La mise en œuvre des crédits du FEADER pour la programmation 2023-2027 connaît des retards à l’échelle nationale, avec des difficultés particulièrement marquées en Guadeloupe. Ce matin, las des promesses au fil des mois, voire des années, de la Région, les Jeunes Agriculteurs Guadeloupe, syndicat agricole, a manifesté sa colère devant l’Espace réghional, au Raizet.
Face à la mobilisation du monde agricole de ce jour, une délégation de la Région Guadeloupe — composée de Jean-Marie Hubert, premier vice-président, de Patrick Sellin, président de la commission des affaires européennes et de Patrick Dollin, président de la commission économie verte — a immédiatement reçu leurs représentants afin d’entendre leurs préoccupations et de construire ce qu’on appelle pudiquement « des solutions pragmatiques en quête d’efficacité. »
C’est pas gagné !
Dans ce contexte, très tendu, la Région Guadeloupe, autorité de gestion régionale du FEADER, s’est contentée de redire les mesures détailléles en fin de semaine dernière puis ce matin (le même communiqué) afin, dit-elle, « d’accélérer la mise en paiement des aides, de sécuriser les procédures et d’apporter des réponses concrètes aux difficultés de trésorerie rencontrées par les agriculteurs. » Bien !
Que dit la Région ?
La Région Guadeloupe a présenté, dit-elle, « deux réponses majeures et immédiates visant à débloquer les situations d’urgence et à accélérer la gestion des aides européennes (FEADER) pour la programmation 2023-2027. »
- Un dispositif d’avance de trésorerie sur fonds propres de la Région à hauteur de 5 millions d’euros pour
une réponse immédiate
Afin d’apporter un soulagement concret et rapide aux exploitations confrontées à des tensions de trésorerie dans l’attente du versement de leurs aides FEADER, la Collectivité régionale met en place un mécanisme d’avance de 20 % de l’aide accordée pour les dossiers d’investissements.
Cette avance sera effectivement payée au plus tard à la fin du mois de septembre.
Ce dispositif s’inscrit dans la continuité des échanges tenus le 6 août 2026 avec le ministère de l’Agriculture et l’Agence de services et de paiement (ASP), à la suite du courrier d’alerte du président Ary Chalus. - Un accompagnement renforcé et la simplification des démarches
« Consciente des obstacles techniques rencontrés par certains porteurs de projets dans la saisie et le suivi de leurs dossiers — les Jeunes Agriculteurs l’ont dit en conférence de presse, « nous ne sommes pas des ignares », mais à la Région on continue à prendre pour des ânes des ingénieurs agronomes, à tout le moins des BTS —, la Région déploie un plan d’action opérationnel en renforçant la cellule dédiée pour accompagner pas à pas les agriculteurs dans le dépôt de leurs dossiers et de leurs demandes de paiement. »

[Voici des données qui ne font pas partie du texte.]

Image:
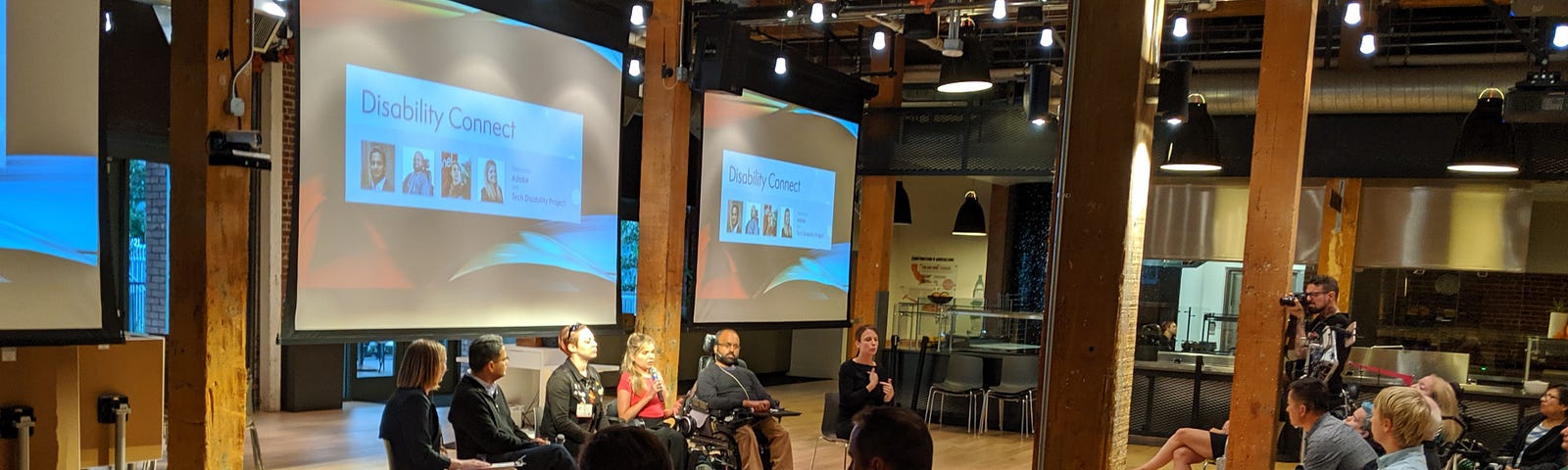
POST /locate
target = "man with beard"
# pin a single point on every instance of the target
(725, 386)
(1311, 321)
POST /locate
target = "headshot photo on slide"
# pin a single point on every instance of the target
(789, 227)
(455, 180)
(770, 221)
(376, 162)
(753, 219)
(491, 192)
(416, 172)
(733, 218)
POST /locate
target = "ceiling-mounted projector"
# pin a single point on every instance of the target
(1541, 99)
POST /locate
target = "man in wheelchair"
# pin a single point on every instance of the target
(736, 404)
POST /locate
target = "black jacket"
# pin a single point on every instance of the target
(854, 396)
(1546, 453)
(482, 423)
(413, 430)
(726, 389)
(562, 394)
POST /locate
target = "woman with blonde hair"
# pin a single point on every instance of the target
(640, 397)
(1400, 420)
(410, 423)
(1446, 411)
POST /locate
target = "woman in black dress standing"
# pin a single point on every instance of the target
(861, 383)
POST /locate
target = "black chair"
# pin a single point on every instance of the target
(830, 419)
(1019, 381)
(964, 378)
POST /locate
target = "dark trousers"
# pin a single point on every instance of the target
(551, 456)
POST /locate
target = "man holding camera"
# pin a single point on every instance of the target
(1316, 328)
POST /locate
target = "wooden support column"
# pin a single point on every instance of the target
(872, 258)
(1097, 255)
(1275, 193)
(662, 206)
(1337, 256)
(211, 216)
(998, 247)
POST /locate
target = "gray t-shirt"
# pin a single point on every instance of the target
(1332, 446)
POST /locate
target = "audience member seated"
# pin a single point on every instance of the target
(624, 448)
(1329, 443)
(1400, 420)
(572, 396)
(890, 439)
(861, 383)
(1191, 446)
(410, 423)
(482, 420)
(1445, 407)
(726, 388)
(1539, 443)
(640, 397)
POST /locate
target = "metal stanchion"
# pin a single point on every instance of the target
(16, 422)
(115, 409)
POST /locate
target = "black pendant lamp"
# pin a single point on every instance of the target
(968, 72)
(1196, 148)
(1486, 140)
(971, 218)
(901, 208)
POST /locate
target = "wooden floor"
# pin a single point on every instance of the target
(347, 439)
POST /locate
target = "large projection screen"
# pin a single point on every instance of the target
(51, 278)
(778, 187)
(459, 171)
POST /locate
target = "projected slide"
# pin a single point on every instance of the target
(49, 242)
(776, 203)
(457, 171)
(496, 156)
(773, 239)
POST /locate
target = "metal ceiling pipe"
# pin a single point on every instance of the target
(1377, 91)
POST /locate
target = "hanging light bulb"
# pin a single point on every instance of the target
(637, 15)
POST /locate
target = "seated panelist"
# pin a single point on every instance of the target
(725, 386)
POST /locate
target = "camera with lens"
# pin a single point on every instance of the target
(1293, 300)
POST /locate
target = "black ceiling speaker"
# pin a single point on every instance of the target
(919, 25)
(1031, 15)
(1175, 86)
(1037, 94)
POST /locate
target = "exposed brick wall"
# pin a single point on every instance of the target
(157, 239)
(289, 164)
(1494, 313)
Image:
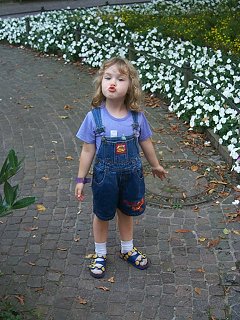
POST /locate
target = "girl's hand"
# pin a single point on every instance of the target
(160, 172)
(79, 195)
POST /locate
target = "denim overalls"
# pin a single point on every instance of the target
(118, 180)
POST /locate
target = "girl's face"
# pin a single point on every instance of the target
(115, 84)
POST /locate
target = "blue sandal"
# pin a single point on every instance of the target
(97, 267)
(136, 258)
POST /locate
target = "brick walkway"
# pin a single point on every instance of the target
(194, 274)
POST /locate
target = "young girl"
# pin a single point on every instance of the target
(113, 130)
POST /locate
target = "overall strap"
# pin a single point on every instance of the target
(98, 120)
(135, 124)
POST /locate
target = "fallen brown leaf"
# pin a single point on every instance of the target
(39, 289)
(63, 117)
(20, 299)
(183, 230)
(194, 168)
(112, 280)
(40, 208)
(213, 243)
(76, 239)
(103, 288)
(30, 228)
(81, 300)
(69, 158)
(45, 178)
(67, 107)
(198, 290)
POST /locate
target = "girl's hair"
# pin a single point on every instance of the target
(133, 97)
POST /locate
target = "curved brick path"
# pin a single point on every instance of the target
(43, 254)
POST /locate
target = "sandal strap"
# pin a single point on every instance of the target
(98, 263)
(135, 258)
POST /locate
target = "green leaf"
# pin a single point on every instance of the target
(10, 167)
(3, 171)
(25, 202)
(9, 193)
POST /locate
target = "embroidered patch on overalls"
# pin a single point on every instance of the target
(121, 148)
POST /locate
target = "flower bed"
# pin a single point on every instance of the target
(98, 38)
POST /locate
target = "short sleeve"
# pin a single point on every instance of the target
(86, 132)
(145, 130)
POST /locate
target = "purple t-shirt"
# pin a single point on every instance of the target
(114, 127)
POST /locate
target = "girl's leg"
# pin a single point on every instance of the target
(128, 252)
(100, 233)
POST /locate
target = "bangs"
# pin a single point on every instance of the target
(122, 67)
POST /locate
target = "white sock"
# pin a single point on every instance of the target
(101, 248)
(126, 246)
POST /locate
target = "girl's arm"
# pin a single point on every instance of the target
(86, 159)
(149, 152)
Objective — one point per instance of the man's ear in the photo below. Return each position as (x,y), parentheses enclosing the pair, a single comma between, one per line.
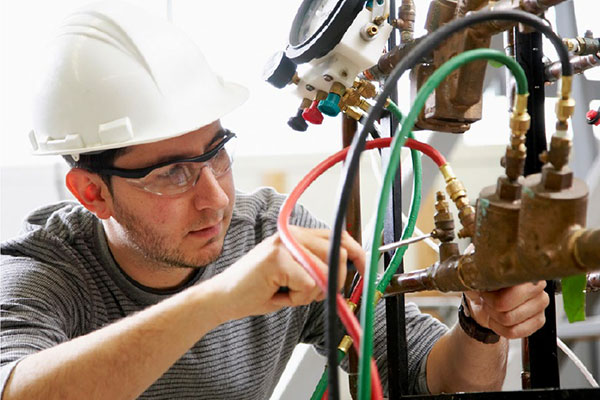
(91,191)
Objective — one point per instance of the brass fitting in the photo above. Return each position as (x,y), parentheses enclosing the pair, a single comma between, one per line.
(351,97)
(444,223)
(366,89)
(305,103)
(352,113)
(520,120)
(345,344)
(458,194)
(565,105)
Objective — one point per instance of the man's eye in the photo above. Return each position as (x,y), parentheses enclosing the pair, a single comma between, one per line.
(177,174)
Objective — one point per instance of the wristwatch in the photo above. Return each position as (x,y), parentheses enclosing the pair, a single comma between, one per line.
(472,328)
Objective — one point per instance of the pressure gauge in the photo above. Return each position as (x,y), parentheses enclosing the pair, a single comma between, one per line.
(318,27)
(279,70)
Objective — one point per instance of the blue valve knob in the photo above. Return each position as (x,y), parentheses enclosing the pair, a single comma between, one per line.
(329,106)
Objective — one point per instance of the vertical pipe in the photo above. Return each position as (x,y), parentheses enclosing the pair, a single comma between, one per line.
(395,318)
(353,226)
(543,360)
(353,216)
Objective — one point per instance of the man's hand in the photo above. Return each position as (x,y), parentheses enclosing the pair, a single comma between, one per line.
(514,312)
(251,285)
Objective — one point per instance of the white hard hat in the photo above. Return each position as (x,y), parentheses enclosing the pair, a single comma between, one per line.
(117,76)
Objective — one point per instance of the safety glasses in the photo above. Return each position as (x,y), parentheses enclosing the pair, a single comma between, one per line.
(178,176)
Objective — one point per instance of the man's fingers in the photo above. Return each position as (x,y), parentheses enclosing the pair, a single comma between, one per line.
(507,299)
(524,329)
(520,314)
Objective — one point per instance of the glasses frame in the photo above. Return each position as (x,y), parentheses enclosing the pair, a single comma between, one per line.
(138,173)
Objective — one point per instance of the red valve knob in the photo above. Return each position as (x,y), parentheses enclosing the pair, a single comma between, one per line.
(593,117)
(312,114)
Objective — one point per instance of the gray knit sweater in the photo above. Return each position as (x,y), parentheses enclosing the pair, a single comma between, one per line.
(59,281)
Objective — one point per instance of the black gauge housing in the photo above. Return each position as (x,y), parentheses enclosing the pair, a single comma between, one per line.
(313,35)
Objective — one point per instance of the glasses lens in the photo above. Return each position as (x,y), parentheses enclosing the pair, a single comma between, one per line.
(170,179)
(179,177)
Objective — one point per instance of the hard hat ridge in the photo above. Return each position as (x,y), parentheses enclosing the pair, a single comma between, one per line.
(117,76)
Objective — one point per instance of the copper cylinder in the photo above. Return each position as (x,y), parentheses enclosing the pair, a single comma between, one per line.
(548,219)
(440,12)
(586,248)
(495,237)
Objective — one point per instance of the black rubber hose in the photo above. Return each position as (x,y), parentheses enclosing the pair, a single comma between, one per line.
(427,45)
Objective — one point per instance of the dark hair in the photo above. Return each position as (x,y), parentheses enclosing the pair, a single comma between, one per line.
(96,161)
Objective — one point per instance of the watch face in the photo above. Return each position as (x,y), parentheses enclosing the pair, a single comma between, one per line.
(317,13)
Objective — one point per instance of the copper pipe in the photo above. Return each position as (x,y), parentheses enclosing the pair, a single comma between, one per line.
(458,274)
(353,226)
(580,64)
(407,12)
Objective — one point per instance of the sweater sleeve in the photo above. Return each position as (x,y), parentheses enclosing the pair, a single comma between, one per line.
(40,307)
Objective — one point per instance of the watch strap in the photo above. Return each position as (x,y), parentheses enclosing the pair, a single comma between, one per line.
(473,329)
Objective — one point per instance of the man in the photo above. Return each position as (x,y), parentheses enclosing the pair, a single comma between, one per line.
(163,282)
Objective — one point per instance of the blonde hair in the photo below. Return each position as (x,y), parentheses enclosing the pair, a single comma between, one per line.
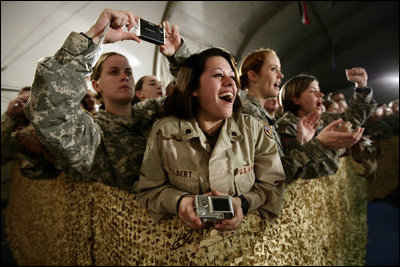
(294,87)
(253,61)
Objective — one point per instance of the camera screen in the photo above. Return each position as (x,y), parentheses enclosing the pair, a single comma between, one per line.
(220,204)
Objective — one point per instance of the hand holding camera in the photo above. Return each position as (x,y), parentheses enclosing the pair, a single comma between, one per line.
(117,19)
(220,203)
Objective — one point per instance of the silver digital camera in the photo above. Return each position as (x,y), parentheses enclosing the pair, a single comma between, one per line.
(150,32)
(213,208)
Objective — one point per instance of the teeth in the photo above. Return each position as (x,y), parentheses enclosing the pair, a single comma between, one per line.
(228,94)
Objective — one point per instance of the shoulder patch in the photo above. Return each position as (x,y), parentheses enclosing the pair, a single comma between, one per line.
(267,129)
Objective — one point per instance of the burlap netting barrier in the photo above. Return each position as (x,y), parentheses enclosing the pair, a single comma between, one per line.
(62,222)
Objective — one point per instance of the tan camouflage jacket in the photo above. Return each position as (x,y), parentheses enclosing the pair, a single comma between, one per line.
(105,148)
(309,161)
(360,108)
(179,160)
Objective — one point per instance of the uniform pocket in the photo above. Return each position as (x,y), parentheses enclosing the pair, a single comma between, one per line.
(244,179)
(184,179)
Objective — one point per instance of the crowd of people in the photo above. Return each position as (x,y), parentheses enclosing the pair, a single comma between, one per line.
(197,136)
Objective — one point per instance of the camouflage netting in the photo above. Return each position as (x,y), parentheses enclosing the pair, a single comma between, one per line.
(62,222)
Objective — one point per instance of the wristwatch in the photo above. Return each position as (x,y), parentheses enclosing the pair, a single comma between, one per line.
(245,204)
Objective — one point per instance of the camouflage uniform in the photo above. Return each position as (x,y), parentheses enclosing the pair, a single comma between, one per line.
(106,148)
(312,160)
(179,160)
(360,108)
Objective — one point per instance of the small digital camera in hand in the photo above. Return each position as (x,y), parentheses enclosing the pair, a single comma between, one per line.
(213,208)
(149,32)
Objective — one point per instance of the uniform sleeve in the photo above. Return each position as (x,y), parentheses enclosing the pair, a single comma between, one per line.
(312,160)
(7,126)
(68,132)
(361,106)
(267,193)
(154,192)
(309,161)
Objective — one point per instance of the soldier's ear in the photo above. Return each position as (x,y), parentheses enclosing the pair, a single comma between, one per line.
(252,76)
(296,100)
(95,85)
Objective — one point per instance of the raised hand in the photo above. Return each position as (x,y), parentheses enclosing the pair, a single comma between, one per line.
(358,76)
(172,39)
(118,20)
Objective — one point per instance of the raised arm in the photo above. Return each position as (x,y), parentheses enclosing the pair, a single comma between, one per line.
(68,132)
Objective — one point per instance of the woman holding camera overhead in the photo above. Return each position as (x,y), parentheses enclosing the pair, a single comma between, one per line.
(109,146)
(205,146)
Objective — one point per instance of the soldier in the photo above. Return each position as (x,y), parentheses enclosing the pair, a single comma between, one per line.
(147,87)
(339,98)
(107,147)
(301,95)
(261,76)
(206,147)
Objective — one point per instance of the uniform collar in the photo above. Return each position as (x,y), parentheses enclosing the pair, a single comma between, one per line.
(190,129)
(253,100)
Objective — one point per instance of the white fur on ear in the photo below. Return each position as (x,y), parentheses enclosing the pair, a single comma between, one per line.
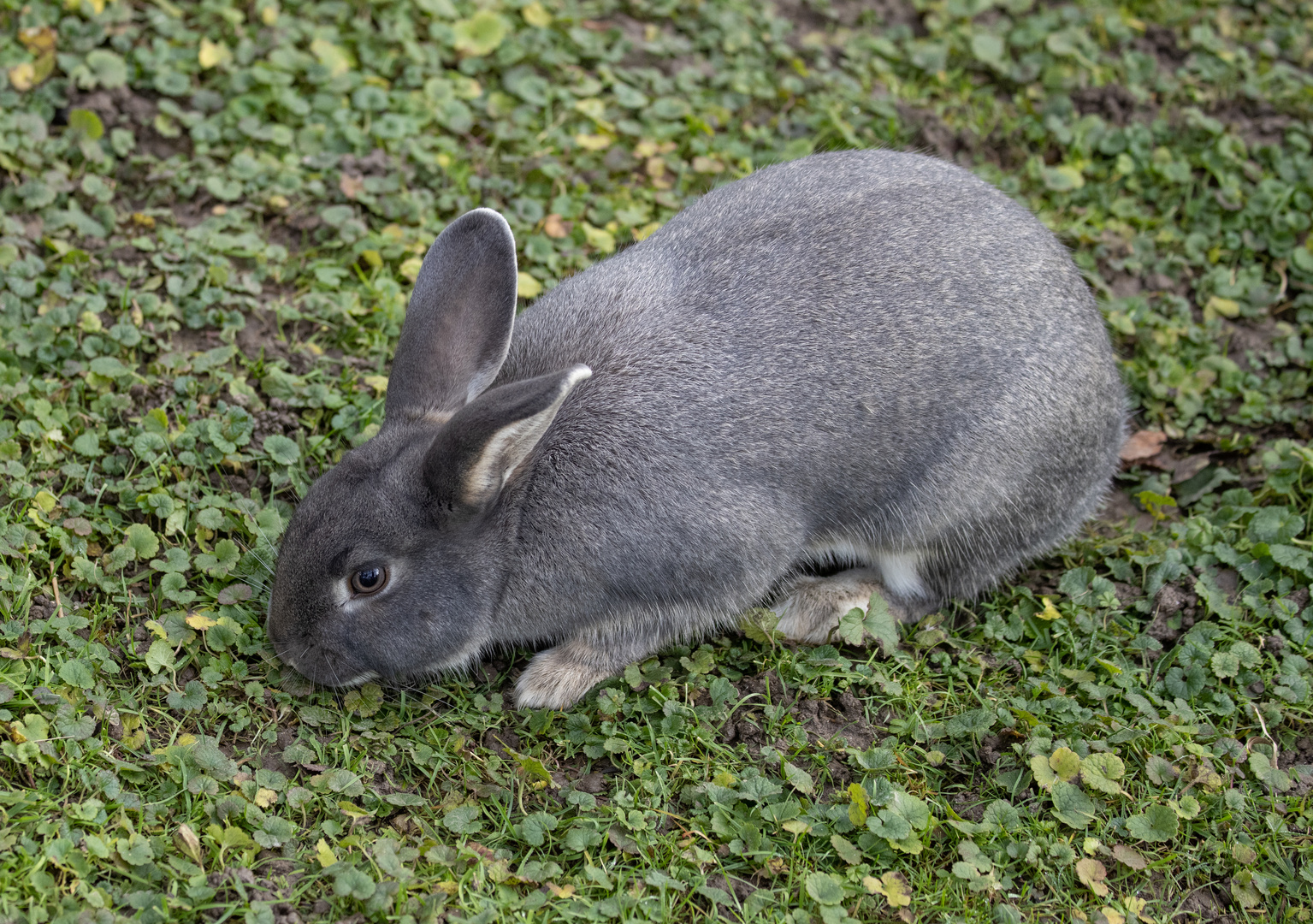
(511,445)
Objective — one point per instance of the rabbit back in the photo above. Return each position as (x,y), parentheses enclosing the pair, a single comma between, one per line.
(859,356)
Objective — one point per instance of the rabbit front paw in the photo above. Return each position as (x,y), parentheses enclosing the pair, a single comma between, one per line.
(561,676)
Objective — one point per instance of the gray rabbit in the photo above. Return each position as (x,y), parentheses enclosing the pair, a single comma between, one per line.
(863,360)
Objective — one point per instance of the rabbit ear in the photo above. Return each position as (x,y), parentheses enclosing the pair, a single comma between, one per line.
(458,321)
(482,445)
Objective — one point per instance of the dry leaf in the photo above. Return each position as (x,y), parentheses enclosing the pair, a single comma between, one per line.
(1129,856)
(351,186)
(1143,445)
(1092,874)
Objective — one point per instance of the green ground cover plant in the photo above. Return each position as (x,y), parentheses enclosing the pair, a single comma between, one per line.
(210,214)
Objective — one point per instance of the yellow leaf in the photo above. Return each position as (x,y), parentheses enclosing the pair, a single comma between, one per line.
(536,15)
(594,142)
(646,231)
(331,56)
(528,287)
(599,238)
(1050,611)
(411,267)
(893,886)
(1092,874)
(38,39)
(22,76)
(1225,307)
(213,54)
(1065,763)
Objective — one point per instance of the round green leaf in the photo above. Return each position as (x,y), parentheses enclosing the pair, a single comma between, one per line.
(1156,823)
(281,449)
(825,889)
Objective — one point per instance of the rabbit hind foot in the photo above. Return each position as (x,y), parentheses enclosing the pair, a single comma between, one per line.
(812,608)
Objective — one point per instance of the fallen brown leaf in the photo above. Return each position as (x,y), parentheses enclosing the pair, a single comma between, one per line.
(1143,445)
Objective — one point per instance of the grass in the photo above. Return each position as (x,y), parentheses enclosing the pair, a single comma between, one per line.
(209,219)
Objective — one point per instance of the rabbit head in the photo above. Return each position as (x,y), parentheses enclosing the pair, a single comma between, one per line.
(392,565)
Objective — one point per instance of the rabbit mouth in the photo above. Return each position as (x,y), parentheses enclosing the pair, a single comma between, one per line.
(322,666)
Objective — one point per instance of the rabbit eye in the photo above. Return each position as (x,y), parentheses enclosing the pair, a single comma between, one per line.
(368,580)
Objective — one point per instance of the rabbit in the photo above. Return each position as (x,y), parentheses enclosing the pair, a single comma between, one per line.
(866,361)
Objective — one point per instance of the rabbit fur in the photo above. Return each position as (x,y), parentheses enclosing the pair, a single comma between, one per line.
(866,358)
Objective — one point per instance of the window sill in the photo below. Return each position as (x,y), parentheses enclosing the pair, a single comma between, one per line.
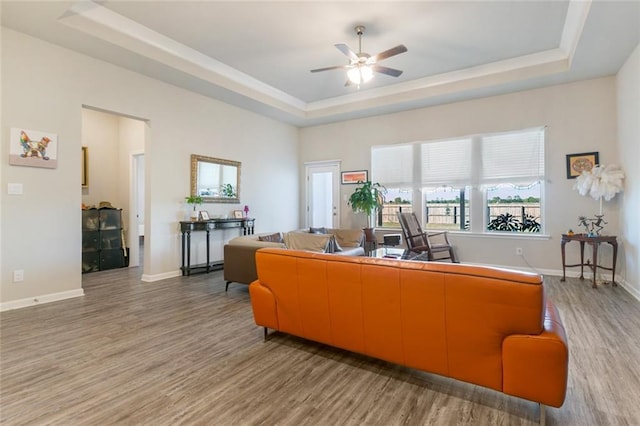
(496,235)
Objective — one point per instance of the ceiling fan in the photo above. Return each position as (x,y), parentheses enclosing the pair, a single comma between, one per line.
(362,65)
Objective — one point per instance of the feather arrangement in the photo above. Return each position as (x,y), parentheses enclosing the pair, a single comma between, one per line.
(601,182)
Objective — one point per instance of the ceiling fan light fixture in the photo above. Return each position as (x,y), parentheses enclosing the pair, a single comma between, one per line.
(360,74)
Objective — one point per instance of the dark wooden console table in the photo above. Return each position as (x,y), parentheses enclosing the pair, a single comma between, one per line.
(186,227)
(594,242)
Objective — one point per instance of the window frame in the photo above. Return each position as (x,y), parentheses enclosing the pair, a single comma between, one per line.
(477,193)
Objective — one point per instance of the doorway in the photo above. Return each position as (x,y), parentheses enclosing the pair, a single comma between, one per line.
(136,210)
(115,144)
(323,194)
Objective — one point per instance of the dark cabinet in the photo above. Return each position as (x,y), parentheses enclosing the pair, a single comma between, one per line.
(102,240)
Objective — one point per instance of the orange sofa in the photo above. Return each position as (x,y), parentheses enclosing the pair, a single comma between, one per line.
(487,326)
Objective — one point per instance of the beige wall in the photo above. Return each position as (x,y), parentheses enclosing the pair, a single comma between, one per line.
(629,140)
(580,117)
(44,87)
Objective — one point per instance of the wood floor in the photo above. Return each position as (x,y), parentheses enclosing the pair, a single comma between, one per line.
(182,351)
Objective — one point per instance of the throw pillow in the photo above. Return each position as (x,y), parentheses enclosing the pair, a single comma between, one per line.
(272,238)
(333,245)
(322,230)
(305,241)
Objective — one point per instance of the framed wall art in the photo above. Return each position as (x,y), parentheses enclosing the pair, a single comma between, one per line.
(33,148)
(353,177)
(577,163)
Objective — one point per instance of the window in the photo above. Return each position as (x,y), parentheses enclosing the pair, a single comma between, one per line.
(446,207)
(480,183)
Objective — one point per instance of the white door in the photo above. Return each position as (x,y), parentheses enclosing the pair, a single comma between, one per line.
(323,194)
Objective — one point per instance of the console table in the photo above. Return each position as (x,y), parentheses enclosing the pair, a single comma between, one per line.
(186,227)
(594,242)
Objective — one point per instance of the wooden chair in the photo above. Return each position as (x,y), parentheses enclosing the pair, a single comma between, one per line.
(433,243)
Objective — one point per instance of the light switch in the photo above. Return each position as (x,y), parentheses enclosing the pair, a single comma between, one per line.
(14,188)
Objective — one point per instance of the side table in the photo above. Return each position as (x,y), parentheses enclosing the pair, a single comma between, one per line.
(594,242)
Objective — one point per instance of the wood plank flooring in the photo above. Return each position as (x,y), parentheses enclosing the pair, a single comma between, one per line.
(183,352)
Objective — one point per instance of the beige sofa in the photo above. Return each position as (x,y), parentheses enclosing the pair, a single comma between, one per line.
(239,253)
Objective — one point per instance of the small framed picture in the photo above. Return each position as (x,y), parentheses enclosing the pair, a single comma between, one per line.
(353,177)
(577,163)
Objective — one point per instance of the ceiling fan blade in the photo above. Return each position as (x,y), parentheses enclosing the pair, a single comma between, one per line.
(347,51)
(386,70)
(401,48)
(337,67)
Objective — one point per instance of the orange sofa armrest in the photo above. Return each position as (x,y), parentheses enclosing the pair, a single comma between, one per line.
(263,304)
(535,367)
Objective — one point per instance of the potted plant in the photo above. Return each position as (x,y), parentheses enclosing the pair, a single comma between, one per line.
(194,200)
(367,198)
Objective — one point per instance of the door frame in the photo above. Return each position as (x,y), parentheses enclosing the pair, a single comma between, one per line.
(134,242)
(309,165)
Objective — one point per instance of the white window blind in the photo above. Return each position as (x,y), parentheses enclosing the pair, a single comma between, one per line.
(446,162)
(513,156)
(392,165)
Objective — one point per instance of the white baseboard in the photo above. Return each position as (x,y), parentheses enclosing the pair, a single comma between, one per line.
(37,300)
(575,273)
(157,277)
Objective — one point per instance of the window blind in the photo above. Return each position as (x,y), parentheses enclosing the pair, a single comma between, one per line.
(512,156)
(446,162)
(392,165)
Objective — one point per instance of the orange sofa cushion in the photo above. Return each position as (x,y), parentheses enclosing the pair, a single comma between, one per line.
(487,326)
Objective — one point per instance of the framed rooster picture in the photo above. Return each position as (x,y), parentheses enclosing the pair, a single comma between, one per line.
(33,148)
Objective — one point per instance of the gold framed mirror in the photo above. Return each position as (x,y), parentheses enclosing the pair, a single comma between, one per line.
(214,179)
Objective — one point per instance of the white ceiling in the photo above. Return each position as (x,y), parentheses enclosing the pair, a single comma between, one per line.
(258,54)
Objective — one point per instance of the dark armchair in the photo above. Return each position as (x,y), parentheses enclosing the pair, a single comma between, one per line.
(435,244)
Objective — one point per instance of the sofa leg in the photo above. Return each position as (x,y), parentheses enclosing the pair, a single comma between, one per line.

Une priorité absolue : « Agir vite pour répondre aux attentes des exploitants agricoles » qui poirottent depuis trois ans.
Ecoutons cette Région soucieuse de bien-faire : « Notre priorité absolue est de préserver la santé financière de nos exploitations tout en respectant les procédures européennes. À travers ces engagements, la Région Guadeloupe réaffirme son rôle de partenaire central du monde agricole, déterminée à fluidifier la mise en œuvre des fonds européens en améliorant notamment le fonctionnement d’Europac, et à tendre vers l’autonomie et la souveraineté alimentaire de notre archipel »
Un nouveau point de situation avec le ministère de l’Agriculture est d’ores déjà programmé au début du mois de septembre 2026.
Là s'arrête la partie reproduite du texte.